Her signature style is defined by an emphasis upon line, grids, and fields of extremely subtle color. While minimalist in form, these paintings were quite different in spirit from those of her other minimalist counterparts, retaining small flaws and unmistakable traces of the artist's hand; she shied away from intellectualism, favoring the personal and spiritual. Her paintings, statements, and influential writings often reflect an interest in Eastern philosophy, especially Taoist. Because of her work's added spiritual dimension, which became more and more dominant after 1967, she preferred to be classified as an abstract expressionist. She consciously distanced herself from the social life and social events that brought other artists into the public eye. When she died at age 92, she was said to have not read a newspaper for the last 50 years. The book dedicated to the exhibition of her work in New York at The Drawing Center in 2005—3 X Abstraction (Yale University Press)— analyzes the spiritual dimension in Martin's work.
Martin worked only in black, white, and brown before moving to New Mexico. During this time, she introduced light pastel washes to her grids, colors that shimmered in the changing light.
Composer John Zorn's Redbird (1995) was inspired by and dedicated to Martin.
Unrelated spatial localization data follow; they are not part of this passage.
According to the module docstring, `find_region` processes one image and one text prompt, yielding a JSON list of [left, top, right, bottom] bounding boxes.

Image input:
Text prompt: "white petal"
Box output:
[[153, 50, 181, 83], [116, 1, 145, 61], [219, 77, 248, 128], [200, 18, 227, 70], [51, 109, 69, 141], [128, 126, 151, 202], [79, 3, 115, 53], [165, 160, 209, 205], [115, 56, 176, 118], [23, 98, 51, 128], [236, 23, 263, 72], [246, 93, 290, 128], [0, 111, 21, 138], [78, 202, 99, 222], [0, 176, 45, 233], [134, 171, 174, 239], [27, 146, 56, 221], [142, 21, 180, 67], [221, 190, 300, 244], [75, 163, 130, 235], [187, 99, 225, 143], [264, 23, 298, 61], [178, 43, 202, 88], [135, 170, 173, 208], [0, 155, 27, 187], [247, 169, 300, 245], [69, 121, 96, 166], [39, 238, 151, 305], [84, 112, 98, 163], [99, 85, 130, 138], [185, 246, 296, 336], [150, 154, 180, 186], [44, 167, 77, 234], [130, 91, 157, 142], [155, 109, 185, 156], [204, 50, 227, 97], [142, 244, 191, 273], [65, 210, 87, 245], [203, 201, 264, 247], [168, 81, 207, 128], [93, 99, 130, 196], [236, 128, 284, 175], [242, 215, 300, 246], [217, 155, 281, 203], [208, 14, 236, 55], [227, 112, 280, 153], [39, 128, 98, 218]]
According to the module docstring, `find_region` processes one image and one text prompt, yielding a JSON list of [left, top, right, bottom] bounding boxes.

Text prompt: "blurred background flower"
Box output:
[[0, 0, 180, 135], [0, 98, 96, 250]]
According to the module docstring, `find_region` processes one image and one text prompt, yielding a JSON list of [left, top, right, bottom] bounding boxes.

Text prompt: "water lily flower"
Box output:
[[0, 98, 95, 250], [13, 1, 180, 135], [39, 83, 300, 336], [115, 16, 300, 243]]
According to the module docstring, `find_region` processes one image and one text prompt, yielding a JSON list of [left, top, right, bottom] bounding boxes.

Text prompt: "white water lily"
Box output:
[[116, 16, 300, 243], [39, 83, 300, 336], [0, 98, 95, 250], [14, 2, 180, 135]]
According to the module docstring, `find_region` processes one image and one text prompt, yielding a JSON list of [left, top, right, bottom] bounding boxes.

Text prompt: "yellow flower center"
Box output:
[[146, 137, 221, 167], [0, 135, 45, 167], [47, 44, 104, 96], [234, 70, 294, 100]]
Sister Wendy Beckett, in her book American Masterpieces, said about Martin: "Agnes Martin often speaks of joy; she sees it as the desired condition of all life. Who would disagree with her?... No-one who has seriously spent time before an Agnes Martin, letting its peace communicate itself, receiving its inexplicable and ineffable happiness, has ever been disappointed. The work awes, not just with its delicacy, but with its vigor, and this power and visual interest is something that has to be experienced."